Toda corrigenda, antes que se exprima em palavras, há de vazar-se em amor para que a vida se eleve.
Senão vejamos, em comezinhos incidentes da Natureza.
Não amaldiçoarás a gleba que o deserto alcançou, mas oferecer-lhe-ás a graça da fonte para que retorne aos talentos da produção.

Não condenarás o pântano em que a lama se acumulou, provocando a inutilidade, mas drenar-lhe-ás o leito de lodo, a fim de que se restaure em leira fecunda.

Não reprovarás simplesmente a veste que os detritos desfiguraram, mas mergulhá-la-ás na água pura, recompondo-lhe a forma para a bênção de serventia. [...]

Não derrubarás a plantação nascente que a praga invadiu, mas mobilizarás carinho e cuidado para libertá-la do elemento destruidor, propiciando-lhe recurso preciso ao refazimento.

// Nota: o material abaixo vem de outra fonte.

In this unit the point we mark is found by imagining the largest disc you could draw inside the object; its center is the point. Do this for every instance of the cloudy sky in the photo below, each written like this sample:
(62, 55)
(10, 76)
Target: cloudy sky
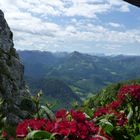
(90, 26)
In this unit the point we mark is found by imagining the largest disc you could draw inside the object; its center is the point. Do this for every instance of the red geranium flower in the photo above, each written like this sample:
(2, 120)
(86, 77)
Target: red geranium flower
(4, 134)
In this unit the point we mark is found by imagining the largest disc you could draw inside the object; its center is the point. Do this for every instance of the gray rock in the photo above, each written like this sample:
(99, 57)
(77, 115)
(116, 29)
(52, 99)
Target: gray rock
(12, 84)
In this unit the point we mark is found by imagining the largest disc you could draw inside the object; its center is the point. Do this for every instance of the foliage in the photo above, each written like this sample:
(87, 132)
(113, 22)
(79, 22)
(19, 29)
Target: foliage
(118, 120)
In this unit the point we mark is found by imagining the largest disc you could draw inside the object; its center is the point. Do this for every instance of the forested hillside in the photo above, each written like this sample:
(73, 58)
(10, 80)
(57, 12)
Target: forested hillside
(80, 75)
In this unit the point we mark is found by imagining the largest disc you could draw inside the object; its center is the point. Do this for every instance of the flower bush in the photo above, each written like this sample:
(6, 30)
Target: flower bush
(118, 120)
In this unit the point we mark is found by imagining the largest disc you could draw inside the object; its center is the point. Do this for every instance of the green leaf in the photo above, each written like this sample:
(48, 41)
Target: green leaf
(48, 112)
(137, 137)
(108, 127)
(38, 134)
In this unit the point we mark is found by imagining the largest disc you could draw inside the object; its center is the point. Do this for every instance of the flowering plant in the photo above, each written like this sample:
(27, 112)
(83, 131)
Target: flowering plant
(117, 120)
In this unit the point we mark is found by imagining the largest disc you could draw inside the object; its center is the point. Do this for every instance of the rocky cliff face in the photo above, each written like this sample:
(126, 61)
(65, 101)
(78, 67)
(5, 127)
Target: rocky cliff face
(12, 86)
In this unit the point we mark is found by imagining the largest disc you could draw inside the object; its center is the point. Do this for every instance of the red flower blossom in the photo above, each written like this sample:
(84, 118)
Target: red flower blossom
(78, 115)
(132, 90)
(4, 134)
(101, 111)
(114, 105)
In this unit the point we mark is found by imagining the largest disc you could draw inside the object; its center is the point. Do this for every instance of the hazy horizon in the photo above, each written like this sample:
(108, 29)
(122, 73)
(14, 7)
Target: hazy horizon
(88, 26)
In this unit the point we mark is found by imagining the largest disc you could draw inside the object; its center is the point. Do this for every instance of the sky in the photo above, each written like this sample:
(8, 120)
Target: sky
(88, 26)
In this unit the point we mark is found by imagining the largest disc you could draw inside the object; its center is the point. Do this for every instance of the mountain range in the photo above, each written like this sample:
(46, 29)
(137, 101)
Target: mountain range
(75, 76)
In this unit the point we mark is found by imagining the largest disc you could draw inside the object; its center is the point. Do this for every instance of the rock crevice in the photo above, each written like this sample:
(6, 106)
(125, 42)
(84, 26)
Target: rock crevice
(12, 85)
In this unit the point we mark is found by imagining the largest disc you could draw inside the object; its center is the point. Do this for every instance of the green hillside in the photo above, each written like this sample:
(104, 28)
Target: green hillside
(107, 94)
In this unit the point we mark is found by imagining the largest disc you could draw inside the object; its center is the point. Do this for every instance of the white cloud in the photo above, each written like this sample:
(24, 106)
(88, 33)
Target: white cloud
(37, 23)
(115, 25)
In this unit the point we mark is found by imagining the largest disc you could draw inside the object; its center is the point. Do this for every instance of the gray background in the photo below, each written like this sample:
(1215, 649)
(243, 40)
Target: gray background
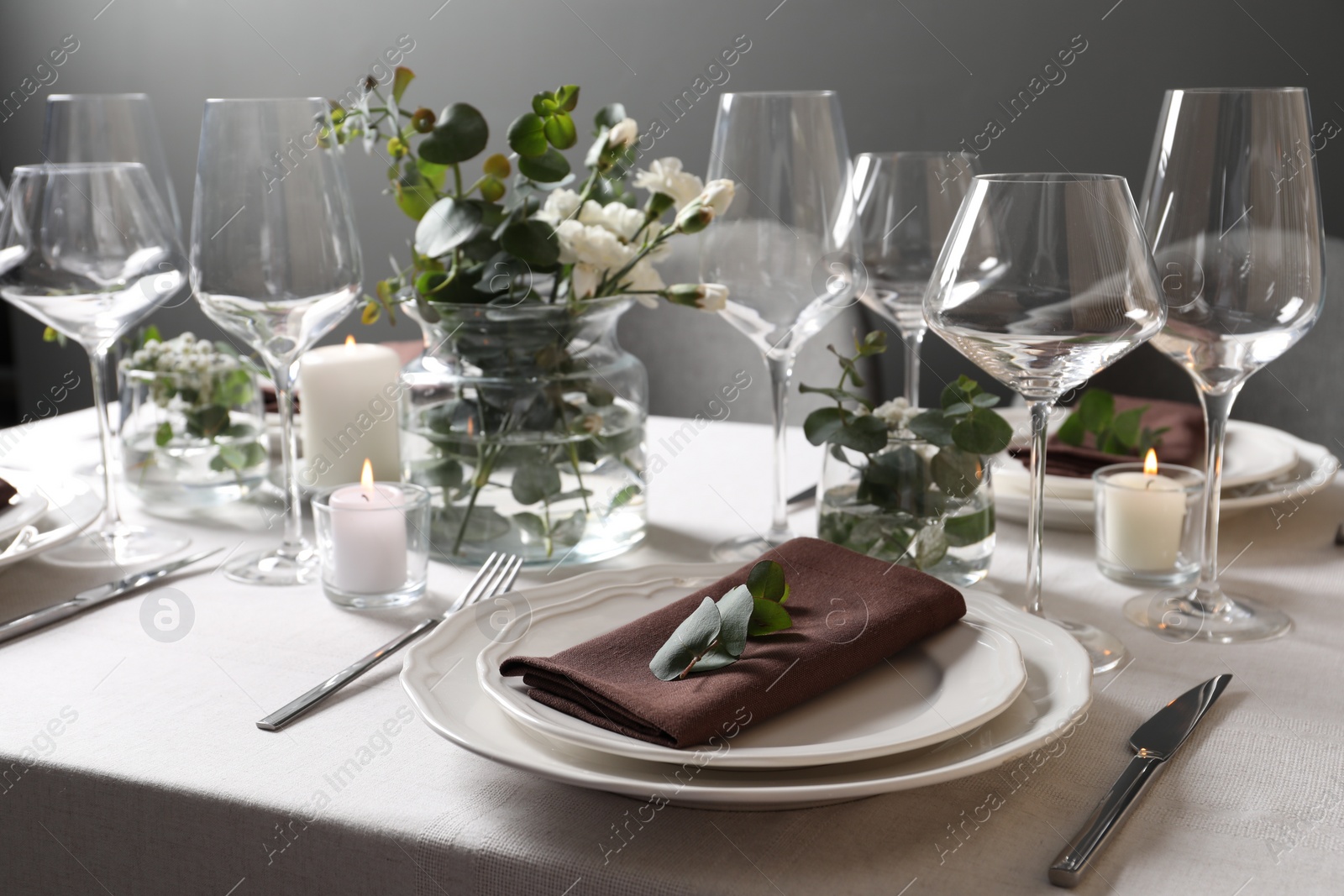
(911, 74)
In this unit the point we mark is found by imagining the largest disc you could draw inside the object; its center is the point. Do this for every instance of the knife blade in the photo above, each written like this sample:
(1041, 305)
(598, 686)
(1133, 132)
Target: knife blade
(1153, 741)
(93, 597)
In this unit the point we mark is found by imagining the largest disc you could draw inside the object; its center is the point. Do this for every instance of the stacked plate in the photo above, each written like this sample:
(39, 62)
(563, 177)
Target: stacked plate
(1263, 466)
(985, 691)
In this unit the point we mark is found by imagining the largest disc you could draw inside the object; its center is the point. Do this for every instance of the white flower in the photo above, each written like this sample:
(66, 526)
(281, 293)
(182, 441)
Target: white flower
(559, 204)
(665, 176)
(718, 195)
(625, 134)
(617, 217)
(897, 412)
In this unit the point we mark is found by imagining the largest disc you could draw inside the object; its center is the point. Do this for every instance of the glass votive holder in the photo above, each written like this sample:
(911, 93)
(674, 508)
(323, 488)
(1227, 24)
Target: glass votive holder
(374, 543)
(1148, 524)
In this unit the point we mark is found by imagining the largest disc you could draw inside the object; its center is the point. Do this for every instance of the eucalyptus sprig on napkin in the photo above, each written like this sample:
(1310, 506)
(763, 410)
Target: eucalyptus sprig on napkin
(716, 634)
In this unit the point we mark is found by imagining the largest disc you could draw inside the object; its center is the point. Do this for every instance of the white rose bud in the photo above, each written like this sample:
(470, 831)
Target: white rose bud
(622, 134)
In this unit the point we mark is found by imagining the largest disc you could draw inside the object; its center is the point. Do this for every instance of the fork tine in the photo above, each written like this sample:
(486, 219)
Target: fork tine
(481, 577)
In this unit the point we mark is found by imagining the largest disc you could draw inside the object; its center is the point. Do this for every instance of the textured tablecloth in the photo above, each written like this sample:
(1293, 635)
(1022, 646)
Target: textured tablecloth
(132, 766)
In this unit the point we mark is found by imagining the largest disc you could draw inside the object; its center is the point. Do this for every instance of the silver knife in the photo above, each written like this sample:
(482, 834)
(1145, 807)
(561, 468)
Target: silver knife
(93, 597)
(1153, 743)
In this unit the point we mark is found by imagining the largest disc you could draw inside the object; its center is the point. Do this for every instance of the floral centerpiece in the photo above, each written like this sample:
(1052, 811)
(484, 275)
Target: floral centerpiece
(192, 430)
(906, 484)
(524, 417)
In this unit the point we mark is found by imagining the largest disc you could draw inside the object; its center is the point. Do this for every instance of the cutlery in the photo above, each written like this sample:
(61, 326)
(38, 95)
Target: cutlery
(495, 577)
(93, 597)
(1153, 743)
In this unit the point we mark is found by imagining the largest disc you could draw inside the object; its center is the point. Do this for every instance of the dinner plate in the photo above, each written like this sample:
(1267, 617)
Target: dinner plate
(1315, 468)
(932, 691)
(441, 680)
(69, 506)
(26, 506)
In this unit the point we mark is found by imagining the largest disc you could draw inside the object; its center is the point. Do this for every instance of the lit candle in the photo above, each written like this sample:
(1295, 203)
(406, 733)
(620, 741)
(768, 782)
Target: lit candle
(369, 537)
(349, 411)
(1146, 515)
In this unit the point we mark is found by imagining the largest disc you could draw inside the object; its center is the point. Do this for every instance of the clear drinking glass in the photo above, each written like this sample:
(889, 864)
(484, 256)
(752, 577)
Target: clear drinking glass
(1233, 212)
(788, 246)
(1045, 281)
(114, 127)
(275, 261)
(92, 250)
(906, 204)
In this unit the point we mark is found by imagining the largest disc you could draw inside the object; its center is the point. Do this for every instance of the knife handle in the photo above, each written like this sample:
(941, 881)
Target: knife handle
(1110, 812)
(34, 621)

Não aniquilarás certa província corpórea, porque se mostre enfermiça, mas fornecer-lhe-ás adequado remédio, normalizando-lhe os movimentos.

Repressão sem paciência e esperança, ainda mesmo quando se fundamente em razões respeitáveis, é semelhante ao punhal de ouro fulgurando rara beleza, mas carreando consigo a visitação da morte.

Corrigir é ensinar e ensinar será repetir a lição, com bondade e entendimento, tantas vezes quantas se fizerem necessárias.
Unge-te, pois, de compaixão, se desejas retificar e servir.

Lembra-te de que o próprio Cristo, embora portador de sublimes revelações no tope do monte, antes de ministrar a Verdade à mente dos ouvinte sequiosos de luz, ao reparar-lhes a fome do corpo, deu-lhes, compassivo, um pedaço de pão.

Emmanuel. Religião dos Espíritos. Psicografia de Francisco Cândido Xavier. FEB. Cap 18)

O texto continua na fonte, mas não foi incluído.